I have been an expert in a number of similar cases. Did you known that a patient with gout has been shown to be a 2X the risk of DVT than age and sex matched non-gout patients? Should you therefore utilize a NOAC or ASA or LMWH on your gout patients with a fifth metatarsal fracte you are treating with a CAM boot? It is just that easy to make a wouda, coulda, shoulda case with thromboembolism litigation.
Yes, there are some patients who require preventive intervention. However, anticoagulants are not 100% successful, and carry their own specter of cost, complications, and sequela. I have treated multiple patients in my 50 years with a TMA for the effects of HIT associated with heparin use. The actual incidence of thromboembolism, particularly fatal pulmonary embolism, is extremely low in almost every published study. One study suggested that you would have to utilize prophylaxis in 10,000 foot and ankle patients in order to prevent one fatal PE.
Finally, there is the issue of failure to recognize signs and symptoms of thromboembolic disease. When a patient is non-weight-bearing or immobilized, the medical record should include reasonable questioning and reasonable screening for DVT/PE. Sadly, many cases occur suddenly absent any preceding signs or symptoms. With reference to litigation, it is far better to document a negative examination than no evaluation. Whenever there is a question of differential diagnosis, it is best to ask yourself what is the worst diagnosis this could be, and rule that out first. That means D-dimer, or appropriate venous studies, or referral to the ED, or other appropriate investigation. remember, even venous doppler studies may be negative if a smaller clot has embolized prior to the study.
DVT and pulmonary embolism remains an important risk to our patients, and a potential litigation source. It is not a problem restricted to surgical patients. The suggestion that simply having an MD or DO "clear the patient" does not protect the patient following the initial MD or DO "clearance". It is not standard of care to screen all patients for the array of coagulopathies which are known to exists.

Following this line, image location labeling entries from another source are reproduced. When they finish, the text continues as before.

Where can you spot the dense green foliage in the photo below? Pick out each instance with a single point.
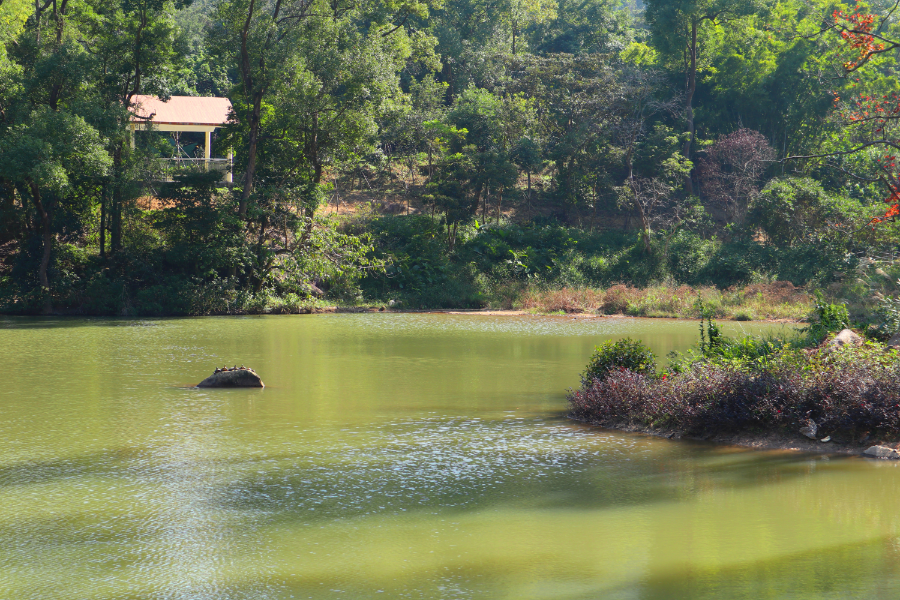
(617, 356)
(538, 144)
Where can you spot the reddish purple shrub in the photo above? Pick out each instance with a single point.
(845, 399)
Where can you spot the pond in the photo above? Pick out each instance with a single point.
(396, 456)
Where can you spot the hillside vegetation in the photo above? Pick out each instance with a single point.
(604, 156)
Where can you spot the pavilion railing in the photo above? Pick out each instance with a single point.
(174, 166)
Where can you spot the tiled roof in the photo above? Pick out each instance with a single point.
(182, 110)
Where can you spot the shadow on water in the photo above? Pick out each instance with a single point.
(56, 322)
(865, 571)
(466, 473)
(32, 472)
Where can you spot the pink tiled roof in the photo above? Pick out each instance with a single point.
(182, 110)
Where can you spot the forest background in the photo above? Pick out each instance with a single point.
(574, 155)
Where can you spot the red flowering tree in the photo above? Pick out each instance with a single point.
(871, 122)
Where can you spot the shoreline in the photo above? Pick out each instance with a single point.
(486, 312)
(773, 441)
(489, 312)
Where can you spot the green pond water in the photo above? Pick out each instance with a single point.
(396, 456)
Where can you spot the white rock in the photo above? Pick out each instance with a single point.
(846, 336)
(881, 452)
(809, 431)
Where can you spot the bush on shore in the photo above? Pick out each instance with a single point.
(849, 393)
(751, 385)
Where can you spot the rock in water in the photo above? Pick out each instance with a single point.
(810, 430)
(232, 378)
(881, 452)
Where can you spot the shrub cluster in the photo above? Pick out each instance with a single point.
(847, 392)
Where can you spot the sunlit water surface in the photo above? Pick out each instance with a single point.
(396, 456)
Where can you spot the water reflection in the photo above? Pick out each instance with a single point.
(409, 456)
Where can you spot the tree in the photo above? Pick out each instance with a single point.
(452, 193)
(46, 157)
(677, 29)
(732, 170)
(262, 38)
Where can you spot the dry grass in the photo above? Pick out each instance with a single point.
(779, 300)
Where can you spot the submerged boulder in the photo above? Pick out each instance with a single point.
(236, 377)
(881, 452)
(810, 430)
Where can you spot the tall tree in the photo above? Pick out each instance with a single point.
(678, 29)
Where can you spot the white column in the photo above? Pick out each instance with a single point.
(207, 149)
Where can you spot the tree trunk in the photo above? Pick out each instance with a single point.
(103, 221)
(689, 100)
(250, 171)
(47, 236)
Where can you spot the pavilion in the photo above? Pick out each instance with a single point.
(185, 114)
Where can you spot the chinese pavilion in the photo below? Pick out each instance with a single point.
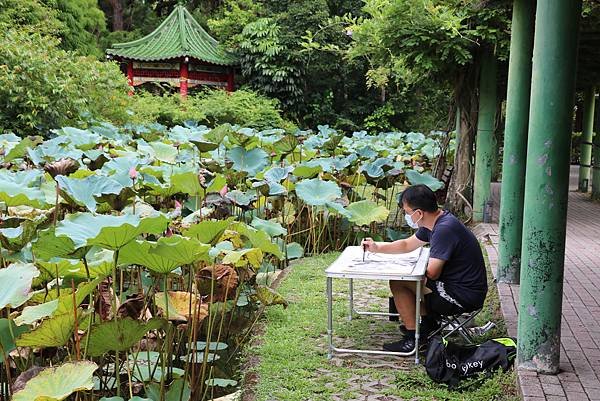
(179, 52)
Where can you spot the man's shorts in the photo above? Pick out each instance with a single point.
(439, 302)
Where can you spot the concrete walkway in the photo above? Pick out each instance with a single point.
(579, 379)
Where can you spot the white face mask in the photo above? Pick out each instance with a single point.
(410, 222)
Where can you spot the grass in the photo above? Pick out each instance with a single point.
(291, 354)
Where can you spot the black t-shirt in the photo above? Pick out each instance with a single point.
(463, 273)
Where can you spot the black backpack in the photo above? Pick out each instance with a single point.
(449, 363)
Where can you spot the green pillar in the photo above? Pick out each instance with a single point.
(585, 159)
(547, 184)
(596, 160)
(515, 141)
(486, 122)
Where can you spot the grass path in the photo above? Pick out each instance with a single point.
(291, 353)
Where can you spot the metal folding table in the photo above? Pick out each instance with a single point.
(350, 265)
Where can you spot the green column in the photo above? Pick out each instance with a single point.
(547, 183)
(515, 141)
(486, 121)
(596, 160)
(585, 159)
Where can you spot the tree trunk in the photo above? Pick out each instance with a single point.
(117, 7)
(460, 191)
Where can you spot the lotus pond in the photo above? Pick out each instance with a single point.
(135, 260)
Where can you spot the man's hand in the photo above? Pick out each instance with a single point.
(369, 245)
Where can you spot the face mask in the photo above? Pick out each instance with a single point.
(410, 222)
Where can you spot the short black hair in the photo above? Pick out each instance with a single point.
(419, 197)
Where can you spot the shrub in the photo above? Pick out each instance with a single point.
(43, 87)
(211, 107)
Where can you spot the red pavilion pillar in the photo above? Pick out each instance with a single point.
(183, 77)
(130, 76)
(230, 81)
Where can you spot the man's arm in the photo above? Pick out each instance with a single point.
(400, 246)
(434, 268)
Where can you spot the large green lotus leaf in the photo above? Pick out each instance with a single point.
(107, 231)
(244, 257)
(267, 296)
(47, 246)
(270, 227)
(317, 192)
(286, 145)
(208, 231)
(258, 239)
(186, 182)
(58, 382)
(22, 188)
(118, 335)
(365, 212)
(179, 390)
(7, 341)
(415, 178)
(53, 332)
(83, 191)
(251, 161)
(304, 171)
(15, 284)
(165, 255)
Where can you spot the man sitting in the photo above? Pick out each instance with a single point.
(456, 276)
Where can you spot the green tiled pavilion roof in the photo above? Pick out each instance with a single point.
(179, 35)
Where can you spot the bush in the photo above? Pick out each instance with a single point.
(212, 107)
(43, 87)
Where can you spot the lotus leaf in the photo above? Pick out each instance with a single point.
(270, 227)
(179, 305)
(258, 239)
(251, 161)
(221, 382)
(7, 342)
(164, 255)
(15, 284)
(366, 212)
(267, 296)
(118, 335)
(244, 257)
(179, 390)
(415, 178)
(208, 231)
(107, 231)
(316, 192)
(53, 332)
(57, 383)
(83, 191)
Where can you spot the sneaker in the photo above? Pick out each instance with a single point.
(404, 345)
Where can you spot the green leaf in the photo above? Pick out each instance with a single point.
(271, 227)
(107, 231)
(208, 231)
(251, 161)
(53, 332)
(15, 284)
(317, 192)
(83, 191)
(57, 383)
(365, 212)
(165, 255)
(7, 342)
(415, 178)
(118, 335)
(267, 296)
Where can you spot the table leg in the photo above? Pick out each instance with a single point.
(329, 318)
(418, 321)
(350, 298)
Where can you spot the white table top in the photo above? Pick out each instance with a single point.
(379, 266)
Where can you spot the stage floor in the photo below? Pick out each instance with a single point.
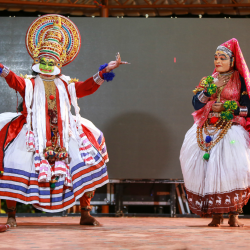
(48, 233)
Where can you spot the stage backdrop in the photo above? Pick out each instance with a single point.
(146, 110)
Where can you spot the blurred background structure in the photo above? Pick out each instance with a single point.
(127, 8)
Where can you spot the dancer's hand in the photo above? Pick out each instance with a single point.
(218, 107)
(115, 64)
(220, 81)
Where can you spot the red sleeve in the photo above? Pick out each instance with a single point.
(87, 87)
(16, 82)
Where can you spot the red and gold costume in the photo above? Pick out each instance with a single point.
(215, 155)
(48, 157)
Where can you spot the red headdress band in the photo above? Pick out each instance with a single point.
(240, 64)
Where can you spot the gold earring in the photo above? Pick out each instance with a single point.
(232, 63)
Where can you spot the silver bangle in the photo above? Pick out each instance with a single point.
(5, 71)
(202, 98)
(243, 111)
(98, 79)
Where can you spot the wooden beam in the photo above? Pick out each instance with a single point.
(47, 4)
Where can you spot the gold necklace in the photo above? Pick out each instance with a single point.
(223, 132)
(50, 93)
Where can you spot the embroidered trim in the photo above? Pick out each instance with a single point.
(98, 80)
(243, 111)
(5, 71)
(203, 98)
(225, 49)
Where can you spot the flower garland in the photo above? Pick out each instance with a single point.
(208, 144)
(210, 87)
(230, 106)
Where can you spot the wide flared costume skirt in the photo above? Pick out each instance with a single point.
(221, 184)
(19, 181)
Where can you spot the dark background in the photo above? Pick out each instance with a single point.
(146, 110)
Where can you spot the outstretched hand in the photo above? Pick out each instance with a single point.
(115, 64)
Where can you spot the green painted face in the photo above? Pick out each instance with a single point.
(47, 65)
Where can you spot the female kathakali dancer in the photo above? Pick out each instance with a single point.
(48, 157)
(215, 155)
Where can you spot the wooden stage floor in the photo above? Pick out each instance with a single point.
(60, 233)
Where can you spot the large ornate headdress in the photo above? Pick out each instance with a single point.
(53, 36)
(232, 48)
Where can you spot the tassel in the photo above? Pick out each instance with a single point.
(30, 141)
(45, 172)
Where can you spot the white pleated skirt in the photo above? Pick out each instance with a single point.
(20, 180)
(221, 184)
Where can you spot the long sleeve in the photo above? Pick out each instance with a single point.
(244, 98)
(89, 86)
(15, 82)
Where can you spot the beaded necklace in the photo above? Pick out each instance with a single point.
(208, 144)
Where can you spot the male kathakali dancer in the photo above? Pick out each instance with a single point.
(48, 157)
(215, 155)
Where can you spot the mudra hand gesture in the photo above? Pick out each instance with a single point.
(218, 107)
(221, 81)
(115, 64)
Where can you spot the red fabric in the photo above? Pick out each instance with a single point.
(239, 61)
(91, 137)
(59, 118)
(14, 129)
(10, 203)
(66, 87)
(48, 133)
(87, 87)
(85, 201)
(16, 82)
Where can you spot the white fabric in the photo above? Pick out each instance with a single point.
(56, 71)
(65, 110)
(28, 101)
(7, 117)
(227, 169)
(38, 115)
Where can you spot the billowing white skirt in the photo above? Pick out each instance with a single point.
(20, 180)
(221, 184)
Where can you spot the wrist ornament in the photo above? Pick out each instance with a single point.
(210, 87)
(107, 76)
(243, 111)
(98, 80)
(230, 107)
(4, 71)
(202, 97)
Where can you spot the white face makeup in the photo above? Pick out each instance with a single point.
(36, 68)
(222, 62)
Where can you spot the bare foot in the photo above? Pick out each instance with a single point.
(216, 221)
(234, 221)
(87, 219)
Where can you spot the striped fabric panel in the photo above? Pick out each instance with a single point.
(103, 147)
(23, 186)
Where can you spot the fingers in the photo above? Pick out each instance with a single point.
(118, 57)
(124, 63)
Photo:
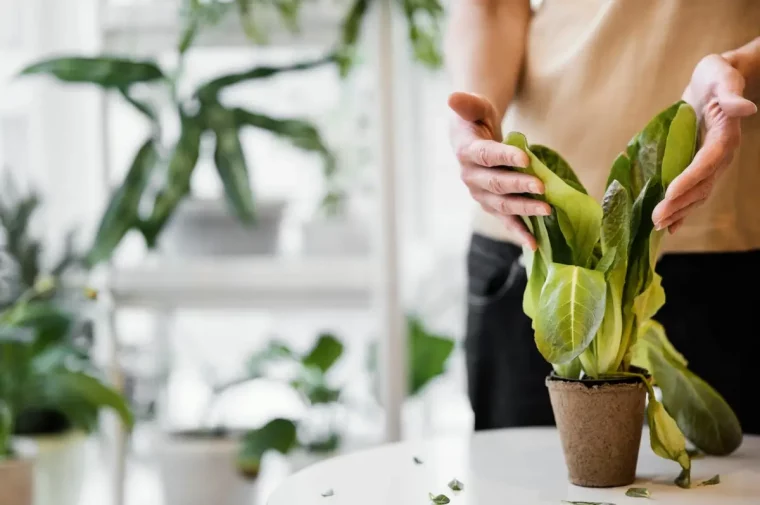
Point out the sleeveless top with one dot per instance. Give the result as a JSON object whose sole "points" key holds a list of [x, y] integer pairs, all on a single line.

We do the best we can to attempt to identify high risk patients or high risk circumstances, to check for signs and/or symptoms of thromboembolic disease, and act accordingly. However, even with ideal evaluation and screening, the best we can offer is statistical but not absolute protection to our patients. As my old professor Dr. James Ganley correctly noted, "the only place they practice perfect medicine in the the offices of plaintiffs lawyer.